It’s no secret that I love sweet things. It therefore shouldn’t surprise anyone that one of my favourite Christmas traditions is dessert focussed. Or more specifically, custard focussed. As a kid, I didn’t like plum pudding, so Christmas dessert was just a bowl full of custard. I have fond memories of making an enormous vat of custard with the family on Christmas day and indulging in bowlfuls of custard with my cousins, sans pudding.
These days I happily enjoy pudding and brandy butter, but the dousing in custard is mandatory. This Christmas, I was slated to lunch with the in-laws. When I found out that custard isn’t ordinarily part of their Christmas day spread, I happily volunteered to bring some along.
I tracked down a simple recipe for custard on the Gourmet Traveller Australia site. The recipe said that it serves 6. I planned to make the custard do double time, serving it for Christmas eve dinner with friends and taking it along to Christmas lunch. Total number of guests needing custard was 26, so I initially planned to triple the recipe. Then Mr M came home with enough cream, milk and eggs to quadruple the recipe. Perfect!
Hesitations about the quantity of custard began when I saw the debris from 24 eggs. Yes, 24 eggs:
I realised I had a serious custard problem when I was in the final stages of the recipe and there was enough custard to fill my enormous pasta pot to the brim. I chilled the mixture down, then decanted it into some milk bottles for easy transportation…
4 litres. 4 litres!
I duly served the custard on Christmas eve to friends and at Christmas lunch.
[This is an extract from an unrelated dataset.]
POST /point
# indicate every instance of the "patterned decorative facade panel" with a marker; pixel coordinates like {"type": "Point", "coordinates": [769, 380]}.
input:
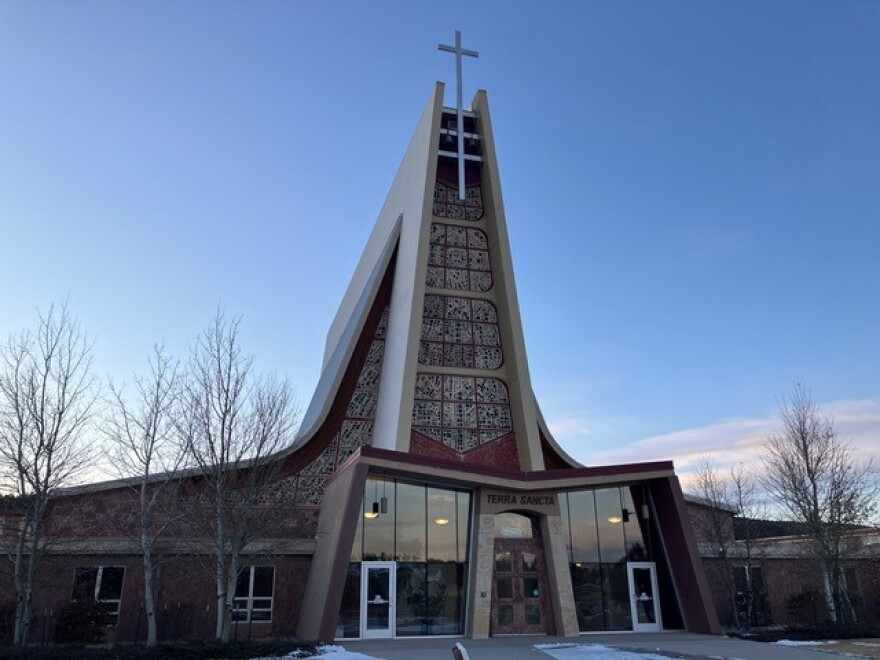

Despite my heavy handed pushing of the custard, and leading by example in eating it by the bowlful, after the two events I had close to 2 litres left. I palmed some custard off to W, took some to Christmas dinner and still took about 500ml home after all Christmas activities were finished.
So the lesson to be learnt is – you can have too much custard. And when a recipe suggests 1 litre for 6 people, that does not hold for Christmas day. A rough working guide would be about 1L for 15 or so people, and you may have some left over.
1 vanilla bean
6 egg yolks
150g caster sugar
- Place milk, cream and seeds from vanilla bean in a heavy based saucepan and heat to just below boiling.
- Separate eggs and place egg yolks and sugar in a bowl.
- Whisk egg yolks and sugar until very thick and pale.
- Slowly pour hot cream mixture over the egg yolk mixture, whisking continuously. Go very slowly, this is the scary part where the mixture may split (hence no photos!)
- Pour the custard into a clean saucepan and cook, stirring continuously until the custard has thickened enough to coat the back of a spoon.
- Strain the custard into a bowl over iced water and allow to cool completely. I kept whisking the custard until it was cool (again, fear of splitting!)
- Decant into a container and refrigerate until required.
- To serve, gently reheat the custard in a saucepan, stirring constantly. Or you could just eat it cold. Enjoy!